HST Rewriting rich text field runtime
Introduction
Goal
Rewrite rich text content in documents at runtime.
Background
As a developer you might want to inject runtime changes to the rich text field from some document. You even might want to inject context aware runtime modifications.
For example:
-
When an internal link cannot be resolved, remove the entire <a> element
-
When a link is created, add a tooltip
-
When the channel is a mobile channel, take images of lower resolution
-
Create a lightbox for images (show some small variant that is clickable to show a large one)
-
Create a context aware lightbox for images : Depending on the context, show a different sized image when clicking
-
Etc
To use your own content rewriter, use one of the following options:
- configure it on a per template basis (HST Front Ends)
- override the global default (HST Front Ends)
- override the default content rewriter Spring bean (Delivery API)
Rewrite Rich Text Content in HST Front End
Configure on a Per Template Basis
Normally, when displaying rich text content, you use something like
JSP
<hst:html hippohtml="${requestScope.document.html}"/>
Freemarker
<@hst.html hippohtml=document.html />
This assumes content rewriting is done with the built-in HST SimpleContentRewriter.
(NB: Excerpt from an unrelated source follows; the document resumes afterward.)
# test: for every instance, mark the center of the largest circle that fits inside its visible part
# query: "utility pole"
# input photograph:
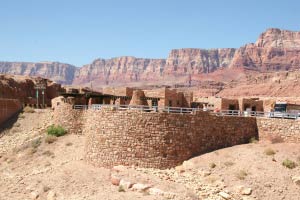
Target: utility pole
(40, 86)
But, you can use your own custom content rewriter as well. Your script becomes something like:
JSP
<hst:html hippohtml="${requestScope.document.html}" contentRewriter="${requestScope.myContentRewriter}"/>
Freemarker
<@hst.html hippohtml=document.html contentRewriter=myContentRewriter />
Also, you need to have set myContentRewriter on the request as well. Thus for example, you BaseComponent could have something like:
public abstract class BaseComponent extends BaseHstComponent { public static final MyContentRewriter myContentRewriter = new MyContentRewriter(); @Override public void doBeforeRender(HstRequest request, HstResponse response) { // always have the custom content rewriter available request.setAttribute("myContentRewriter", myContentRewriter); }
Configure Global Default
By default, the HST uses the SimpleContentRewriter. You can override this default by configuring default.hst.contentrewriter.class in the file hst-config.properties, which is typically located in the site/webapp/src/main/webapp/WEB-INF directory in a project.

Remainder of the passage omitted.